30th Sunday in OT (October 23, 2016)

30th Sunday in OT (October 23, 2016)

Throughout the Gospels, Jesus uses a number of parables in his teaching.  I think it’s safe to say that Jesus’ parables are among the most memorable Gospel passages.  We like to listen to parables like the Prodigal Son and the Good Samaritan and think about what these stories might be saying to us, what lesson they have to give.  But the parables are not fables: simple stories that provide a friendly lesson.  Jesus often uses parables to shake things up, to turn people around.

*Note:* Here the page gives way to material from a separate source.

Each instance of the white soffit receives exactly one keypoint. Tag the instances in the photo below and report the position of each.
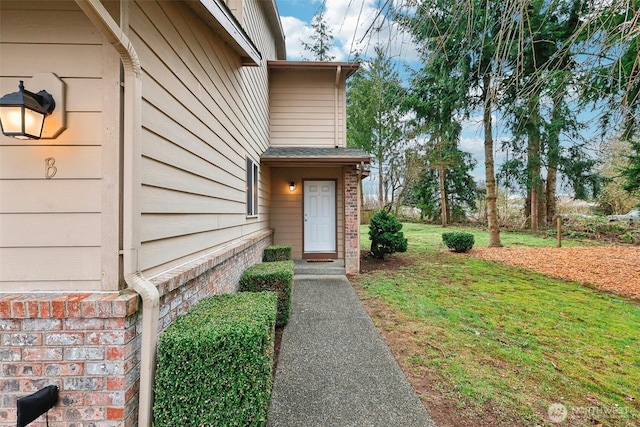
(220, 19)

Today we hear a parable about two guys praying: the Pharisee and the tax collector.  For the people who would have heard Jesus speaking, this parable would have been rather unsettling.  The Pharisees were respected as those who were the most devoted to the law that was so crucial to the people of Israel.  Tax collectors, on the other hand, were people reviled for selling out and defrauding their own people for their own gain.  The people of Jesus’ time would have had no doubt that the Pharisee was in God’s favor, and the tax collector not; and as the parable indicates, the Pharisee would certainly have agreed.  But here, the tax collector is the one justified—the tax collector is the one whose prayer shows he’s in right relationship with God.

Now, we’ve all heard this parable and perhaps it sounds just fine to us.  We live in a world where Pharisees are ancient history, and say what you will about the IRS, but most of us I’m pretty sure don’t really know any dubious tax collectors.  In our “root for the underdog” society, we kinda like that the little guy gets ahead.  Throughout the Gospels, Jesus is harshin’ on the Pharisees, letting them know where they missed the mark—and so we would certainly never want to be like them.  But if we reflect on this story some more, we should be as unsettled with it as Jesus’ listeners would have been.  We may be closer to these Pharisees than we think. 

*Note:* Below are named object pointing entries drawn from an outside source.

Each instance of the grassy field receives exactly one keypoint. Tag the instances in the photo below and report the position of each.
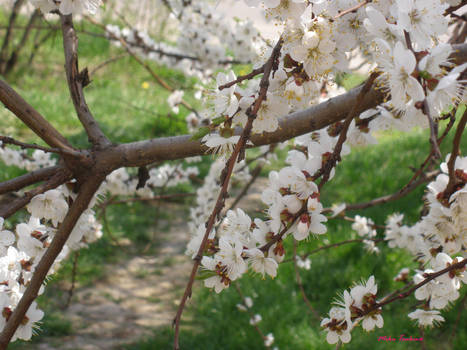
(127, 111)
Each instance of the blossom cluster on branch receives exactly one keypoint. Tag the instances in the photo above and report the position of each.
(410, 63)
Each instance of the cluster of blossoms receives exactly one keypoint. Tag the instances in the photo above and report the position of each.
(421, 83)
(206, 41)
(401, 38)
(23, 160)
(67, 7)
(358, 305)
(22, 249)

If you’re like me, you like to think that you’re basically doing what you’re supposed to be doing, that you’re doing all right.  Okay, so maybe your relationship with God isn’t perfect, but it’s not like you’ve killed anyone [that good ol’ moral lowest common denominator].  Sure, there are people that bother you, but you’re generally nice to others.  You go to work, pay your bills, support your family, go to church, give to charity.  We’re doing pretty good here— a LOT better than some people.  Lord knows that there ARE murderers out there, and drug dealers, and pornographers, and people who steal; and there are even some people who don’t go to church on Sundays.  We know that God loves sinners and looks to forgive sin, but surely we’re still on better grounds with God than those people.  But that’s why this parable should be so unsettling to us!  The tax collector is the one justified, the one in right relationship with God—this guy who had scammed people, who hurt people, who took advantage of people!  But why?!?

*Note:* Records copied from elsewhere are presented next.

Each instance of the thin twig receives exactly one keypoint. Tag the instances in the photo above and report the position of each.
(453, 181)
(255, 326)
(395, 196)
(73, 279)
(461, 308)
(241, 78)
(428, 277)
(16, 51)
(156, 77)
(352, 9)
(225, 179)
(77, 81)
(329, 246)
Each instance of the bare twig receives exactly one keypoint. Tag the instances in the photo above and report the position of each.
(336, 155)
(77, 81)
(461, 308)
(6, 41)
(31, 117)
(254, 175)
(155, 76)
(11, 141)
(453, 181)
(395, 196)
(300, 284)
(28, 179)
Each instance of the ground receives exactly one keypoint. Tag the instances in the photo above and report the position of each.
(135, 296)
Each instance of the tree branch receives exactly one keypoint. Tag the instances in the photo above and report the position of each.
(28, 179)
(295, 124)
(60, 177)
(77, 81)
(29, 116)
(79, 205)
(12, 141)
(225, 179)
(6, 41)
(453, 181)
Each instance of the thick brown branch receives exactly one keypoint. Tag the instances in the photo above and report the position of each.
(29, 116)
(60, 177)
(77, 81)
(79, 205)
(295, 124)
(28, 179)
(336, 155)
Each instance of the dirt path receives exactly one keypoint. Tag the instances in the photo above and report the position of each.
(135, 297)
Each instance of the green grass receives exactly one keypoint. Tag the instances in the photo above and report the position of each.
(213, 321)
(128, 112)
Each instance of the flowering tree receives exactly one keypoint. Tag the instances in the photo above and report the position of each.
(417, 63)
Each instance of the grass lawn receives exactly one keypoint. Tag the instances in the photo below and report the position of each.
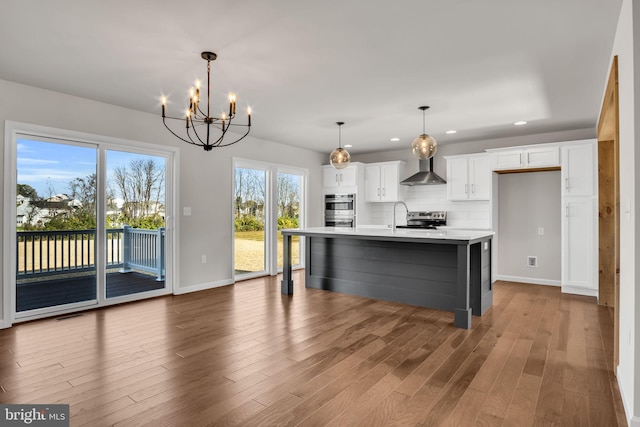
(249, 250)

Ultimately, it had to do with the approach to God.  Both men were honest in their prayers, but the Pharisee assumed God’s role as judge and his prayer was basically self-congratulations in reference to those who had violated the law.  Jesus even says he spoke that prayer to himself, not God.  The Pharisee may have seemed to be a better person externally, but on the inside he was prideful and arrogant about his religious practice.  Did he really feel the need for God, for the gift of God’s mercy? No way.  What Jesus condemns is his forgetfulness that God is God and we are not. 

Brothers and sisters, are we like the Pharisee sometimes?  Do we look around and compare ourselves positively to others?  Do we judge on externals sometimes?  It’s easy to do.  Is our prayer superficial, even if it may be true?  Does our religious practice lead us into right relationship with God and others?  Do we really feel the need the gift of God’s mercy…or the need for God at all?  These are challenging questions, but Jesus gives us a key to the answer—through the simple, humble prayer of a fellow sinner of ours: the tax collector.  The tax collector knew, because of his sinfulness, that he needed God.  His heart was truly sorry and he was humble enough and honest enough to ask—to beg—for God’s mercy.  He did not put on any airs before God, before others, before himself.  And for all of this, he comes out justified—in right relationship with God. 

It can be the same with us.  But, like the tax collector, we have to be open to God and open with God.  This involves being willing to take a good look under the hood.  It takes honest, reflective prayer; examination of our conscience and consciousness; openness to those instruments of God’s grace, healing and reconciliation: the Sacraments.  Today, as we come together to receive this Communion with the Lord and the Church, let us pray that as we receive Christ in the Eucharist, our hearts may be open to the love and mercy of God, and indeed be transformed.